The document clustering here is very straight forward using k-mean on the list of feature vectors. The algorithm takes the number of topic/category as input and tries to assign each document to a nearest topic/category while maximizing the similarity of all documents in each topic/category (instead of minimizing the error like in the original k-mean), the algorithm can be described as follow:
Input: (D: feature vectors, n: number of class)
C: a set of n current centroids
C_old: a set of n last centroids
Pick up an initial centroid for each class C[i]=init_centroid(), C_old[i] = zeros vector, i = 1:n
s = similarity(C, C_old)
clusters: empty set
While (s != 1) do
foreach D[i] in D do
Calculate the similarity of each document and all current centroids L = similarity(D[i], C)
Get the centroid k which have highest similarity in L, k= argmax(L)
Assign the document i to the centroid k clusters[i] = k
end
C_old = C
foreach i=1:n do
Recalculate the centroid i: C[i] = mean vector of all feature vectors assigned to class i
end
s = similarity(C, C_old)
end
return clusters
The algorithm tries to assign each document to a nearest cluster (centroid) in each step. It converges when there is no change in all cluster, hence the similarity between C and C_old is 1. Since the problem here is computationally difficult (NP-hard), the algorithm here is heuristic, there is no guarantee that it will converge to the global optimum, and the result may depend on several factors:
As the algorithm is usually very fast, it is common to run it multiple times with different starting conditions. To demonstrated the impact of the initial conditions, i've run the two tests on all posts of my blog using the proposed method, with three classes.
In the first test, the centroids is initialized as random vectors, the algorithm converges after 2 steps and the result is as follow:
[ [17,9,14,3], [2,12,11,5], [13,8,16,4] ]
Where each list is a cluster and each number is the id (primary key) of a post on my blog. The result, in this case, is not accurate, since, the posts 3,5 or 14,16 or 11,12,13 should be on three distinct categories/groups.
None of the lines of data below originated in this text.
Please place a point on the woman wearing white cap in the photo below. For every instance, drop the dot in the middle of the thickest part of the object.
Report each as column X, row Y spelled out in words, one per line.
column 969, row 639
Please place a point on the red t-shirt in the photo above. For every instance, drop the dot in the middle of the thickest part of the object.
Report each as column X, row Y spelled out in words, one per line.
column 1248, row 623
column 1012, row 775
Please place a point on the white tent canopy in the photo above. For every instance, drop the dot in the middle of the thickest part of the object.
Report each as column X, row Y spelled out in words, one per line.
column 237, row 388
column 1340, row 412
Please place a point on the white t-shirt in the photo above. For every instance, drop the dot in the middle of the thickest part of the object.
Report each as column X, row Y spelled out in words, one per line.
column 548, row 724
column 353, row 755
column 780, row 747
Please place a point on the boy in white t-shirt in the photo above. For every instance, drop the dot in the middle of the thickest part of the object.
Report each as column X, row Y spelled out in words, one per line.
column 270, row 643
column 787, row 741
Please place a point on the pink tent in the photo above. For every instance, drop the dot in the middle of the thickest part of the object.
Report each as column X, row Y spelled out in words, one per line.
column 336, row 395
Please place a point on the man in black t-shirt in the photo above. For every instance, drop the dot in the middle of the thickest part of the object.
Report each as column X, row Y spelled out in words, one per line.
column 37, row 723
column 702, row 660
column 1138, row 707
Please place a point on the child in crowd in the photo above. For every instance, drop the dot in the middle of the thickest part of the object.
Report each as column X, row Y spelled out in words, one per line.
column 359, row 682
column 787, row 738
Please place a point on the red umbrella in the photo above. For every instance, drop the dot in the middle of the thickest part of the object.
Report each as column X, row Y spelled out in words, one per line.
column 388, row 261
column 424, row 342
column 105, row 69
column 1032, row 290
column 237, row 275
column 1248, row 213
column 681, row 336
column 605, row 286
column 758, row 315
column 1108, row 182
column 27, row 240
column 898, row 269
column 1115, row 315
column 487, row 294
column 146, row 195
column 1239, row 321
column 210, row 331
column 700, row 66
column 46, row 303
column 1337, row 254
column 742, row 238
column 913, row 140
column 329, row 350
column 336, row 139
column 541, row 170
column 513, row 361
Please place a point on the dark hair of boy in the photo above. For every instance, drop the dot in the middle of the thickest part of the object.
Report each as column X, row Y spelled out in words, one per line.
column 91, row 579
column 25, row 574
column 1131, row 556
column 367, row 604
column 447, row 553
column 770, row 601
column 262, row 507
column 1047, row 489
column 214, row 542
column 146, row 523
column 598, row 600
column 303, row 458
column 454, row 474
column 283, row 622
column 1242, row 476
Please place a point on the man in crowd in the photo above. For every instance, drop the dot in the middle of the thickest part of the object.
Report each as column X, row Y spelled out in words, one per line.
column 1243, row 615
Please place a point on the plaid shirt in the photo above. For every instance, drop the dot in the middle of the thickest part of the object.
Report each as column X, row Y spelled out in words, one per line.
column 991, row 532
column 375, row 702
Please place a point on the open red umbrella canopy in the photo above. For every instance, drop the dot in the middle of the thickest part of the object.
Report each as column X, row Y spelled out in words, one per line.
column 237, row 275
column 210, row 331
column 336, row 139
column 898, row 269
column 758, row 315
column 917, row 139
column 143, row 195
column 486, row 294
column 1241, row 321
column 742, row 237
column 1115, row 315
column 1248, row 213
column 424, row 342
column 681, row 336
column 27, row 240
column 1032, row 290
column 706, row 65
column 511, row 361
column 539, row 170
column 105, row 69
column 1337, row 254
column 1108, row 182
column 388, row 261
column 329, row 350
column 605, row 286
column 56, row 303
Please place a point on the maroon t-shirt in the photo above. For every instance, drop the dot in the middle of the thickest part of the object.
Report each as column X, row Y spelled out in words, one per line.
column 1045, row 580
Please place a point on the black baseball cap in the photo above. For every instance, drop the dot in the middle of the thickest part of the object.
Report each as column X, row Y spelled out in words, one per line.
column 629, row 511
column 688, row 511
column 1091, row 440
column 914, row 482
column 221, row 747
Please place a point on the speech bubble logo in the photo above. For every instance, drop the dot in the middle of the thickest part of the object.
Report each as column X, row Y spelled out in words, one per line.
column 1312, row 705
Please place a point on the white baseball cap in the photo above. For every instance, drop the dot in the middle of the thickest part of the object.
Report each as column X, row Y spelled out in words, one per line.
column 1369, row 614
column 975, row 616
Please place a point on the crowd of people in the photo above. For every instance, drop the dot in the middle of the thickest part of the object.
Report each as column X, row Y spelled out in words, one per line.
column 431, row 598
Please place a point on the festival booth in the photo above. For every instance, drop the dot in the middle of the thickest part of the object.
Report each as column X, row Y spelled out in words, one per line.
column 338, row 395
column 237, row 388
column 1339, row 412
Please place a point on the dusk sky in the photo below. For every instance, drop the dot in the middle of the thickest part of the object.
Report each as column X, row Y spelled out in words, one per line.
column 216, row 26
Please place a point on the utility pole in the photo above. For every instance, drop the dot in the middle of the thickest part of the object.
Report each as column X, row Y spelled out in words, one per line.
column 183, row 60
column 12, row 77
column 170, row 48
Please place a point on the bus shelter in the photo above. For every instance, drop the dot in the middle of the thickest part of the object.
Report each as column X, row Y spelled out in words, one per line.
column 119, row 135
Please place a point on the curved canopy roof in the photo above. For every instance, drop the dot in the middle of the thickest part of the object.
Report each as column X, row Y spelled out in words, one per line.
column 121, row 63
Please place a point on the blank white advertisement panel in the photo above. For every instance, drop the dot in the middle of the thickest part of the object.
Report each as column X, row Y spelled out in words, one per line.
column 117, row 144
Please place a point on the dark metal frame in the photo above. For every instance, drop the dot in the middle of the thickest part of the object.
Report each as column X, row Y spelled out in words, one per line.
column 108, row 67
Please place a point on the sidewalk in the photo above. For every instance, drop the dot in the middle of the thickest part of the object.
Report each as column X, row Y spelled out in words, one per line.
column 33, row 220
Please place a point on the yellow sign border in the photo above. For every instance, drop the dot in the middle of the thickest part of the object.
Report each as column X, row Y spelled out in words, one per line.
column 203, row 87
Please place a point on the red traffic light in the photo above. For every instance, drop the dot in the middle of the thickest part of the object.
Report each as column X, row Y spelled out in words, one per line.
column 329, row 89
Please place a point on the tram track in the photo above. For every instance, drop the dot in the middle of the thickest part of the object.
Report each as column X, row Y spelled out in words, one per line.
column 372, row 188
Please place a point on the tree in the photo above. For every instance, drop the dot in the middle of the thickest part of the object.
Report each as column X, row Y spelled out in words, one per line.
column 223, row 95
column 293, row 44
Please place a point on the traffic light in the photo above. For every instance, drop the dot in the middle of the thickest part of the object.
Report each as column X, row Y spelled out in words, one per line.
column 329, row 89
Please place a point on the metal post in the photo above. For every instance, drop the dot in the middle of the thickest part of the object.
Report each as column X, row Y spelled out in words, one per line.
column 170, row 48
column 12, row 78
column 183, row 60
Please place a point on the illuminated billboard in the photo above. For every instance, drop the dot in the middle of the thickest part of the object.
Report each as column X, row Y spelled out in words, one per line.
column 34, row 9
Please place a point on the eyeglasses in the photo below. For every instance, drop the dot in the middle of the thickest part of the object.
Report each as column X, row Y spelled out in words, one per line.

In the second test, the initial centroids is manually assigned to the feature vectors of three posts belong to three different categories, the algorithm converges after two steps with the result:
[ [9,8,3,2,5,4] , [13,12,11] , [14,16] ]
Which is pretty accurate regarding the content of each post in each group. So, the entire blog can be classified to three categories with the posts clustered as the result. Since there are not so many posts in my blog yet, the first test may not have enough input data to converge to a good solution. I will rerun that test when the posts on the blog increase. For now, just stick to the second solution (e.g. manually select initial centroids).